Is that an "SPH5"  helmet bag.?


----------



## Inch (22 Jul 2007)

SupersonicMax said:
			
		

> Never seen that bag before.  Looks like american product...



That is standard issue in Shearwater. I would guess in anticipation of the new helmets coming out, they're a bit bigger than the current ones so the old helmet bags won't fit it.


----------



## niceasdrhuxtable (22 Jul 2007)

SPH5?
Here's what the label says:

8415-01-395-0005
BAG, FLYERS, HELMET
HGU-56/P
81996/1680-ALSE-255-1
W8485-010942/001/PR
3S151/TX-1680-ALSE-255

As for it being American, it may well be but supply had us turn in our old olive drab helmet bags for these, which are quite a bit larger. I don't really see many of the old OD ones anymore so I thought that everyone had the new ones.


----------



## niceasdrhuxtable (22 Jul 2007)

Inch said:
			
		

> That is standard issue in Shearwater. I would guess in anticipation of the new helmets coming out, they're a bit bigger than the current ones so the old helmet bags won't fit it.

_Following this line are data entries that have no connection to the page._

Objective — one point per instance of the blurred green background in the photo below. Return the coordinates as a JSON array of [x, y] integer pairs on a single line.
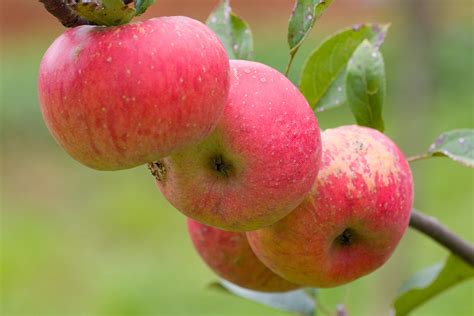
[[75, 241]]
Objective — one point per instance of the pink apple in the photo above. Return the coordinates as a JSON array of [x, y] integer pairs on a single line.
[[118, 97], [258, 164], [353, 219], [229, 255]]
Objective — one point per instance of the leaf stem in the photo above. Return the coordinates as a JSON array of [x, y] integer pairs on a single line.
[[63, 12], [418, 157], [432, 228]]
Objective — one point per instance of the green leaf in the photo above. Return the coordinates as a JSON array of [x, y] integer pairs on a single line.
[[234, 33], [105, 12], [365, 85], [457, 145], [323, 75], [304, 16], [292, 301], [142, 5], [430, 282]]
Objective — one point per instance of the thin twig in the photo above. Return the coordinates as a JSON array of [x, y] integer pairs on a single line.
[[290, 61], [67, 16], [432, 228], [418, 157]]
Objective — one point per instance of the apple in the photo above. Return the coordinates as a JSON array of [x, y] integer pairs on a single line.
[[258, 164], [352, 220], [229, 255], [118, 97]]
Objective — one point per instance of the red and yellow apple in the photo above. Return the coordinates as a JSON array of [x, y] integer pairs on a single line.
[[229, 255], [258, 164], [353, 219], [118, 97]]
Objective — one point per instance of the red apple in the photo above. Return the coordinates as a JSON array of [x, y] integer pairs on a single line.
[[352, 220], [229, 255], [118, 97], [258, 164]]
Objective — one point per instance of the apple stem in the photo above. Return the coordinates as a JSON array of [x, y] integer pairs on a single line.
[[341, 310], [63, 12], [431, 227], [418, 157]]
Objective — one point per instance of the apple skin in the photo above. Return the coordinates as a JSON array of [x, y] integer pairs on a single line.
[[258, 164], [352, 220], [229, 255], [118, 97]]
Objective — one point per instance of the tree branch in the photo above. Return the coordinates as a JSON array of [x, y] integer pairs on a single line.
[[67, 16], [432, 228]]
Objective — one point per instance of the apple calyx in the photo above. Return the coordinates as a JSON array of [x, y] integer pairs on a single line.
[[346, 238], [158, 170], [221, 165]]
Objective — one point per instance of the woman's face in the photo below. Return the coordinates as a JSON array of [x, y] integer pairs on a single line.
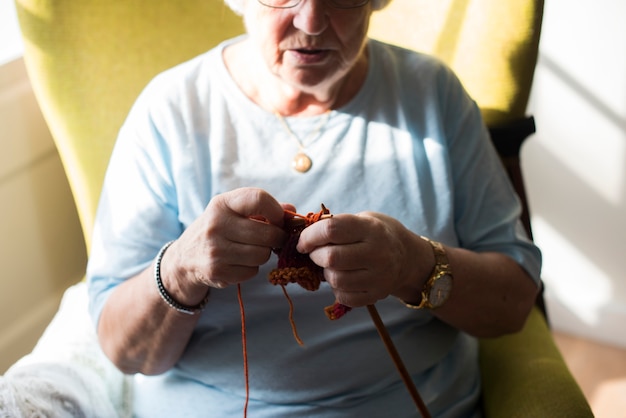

I received mine while I was in Winnipeg so maybe it's disseminating throughout the system now?


----------



## Inch (22 Jul 2007)

niceasdrhuxtable said:
			
		

> SPH5?



SPH5 is the current issue helmet for helo crews.



			
				niceasdrhuxtable said:
			
		

> I received mine while I was in Winnipeg so maybe it's disseminating throughout the system now?



That is my understanding, it's CF wide now.


----------



## Blackadder1916 (23 Jul 2007)

niceasdrhuxtable said:
			
		

> SPH5?
> Here's what the label says:
> 
> 8415-*01*-395-0005
> ...



According to the NSN the country of origin is USA.  But so probably were the OD ones.


----------



## Loachman (23 Jul 2007)

We've had these in Tac Hel for several years. They're roomier than the older ones, so it's easier to stuff an SPH5-, or HGU-56 for thems what's got one (usually those with larger helmet mounts), into them.

Straight purchase from the US.

As for the pocket, use it for whatever you want. I hardly use any of them.


----------



## niceasdrhuxtable (23 Jul 2007)

Loachman said:
			
		

> As for the pocket, use it for whatever you want. I hardly use any of them.



Thanks, I thought there might have been some sort of intended use I wasn't aware of


----------



## Zoomie (23 Jul 2007)

niceasdrhuxtable said:
			
		

> supply had us turn in our old olive drab helmet bags for these



19 Wing supply never asked for the other helmet bags back - so we now have both.  The larger bag is much larger, but more comfortable to carry around.


----------



## Sf2 (23 Jul 2007)

I don't use either....


----------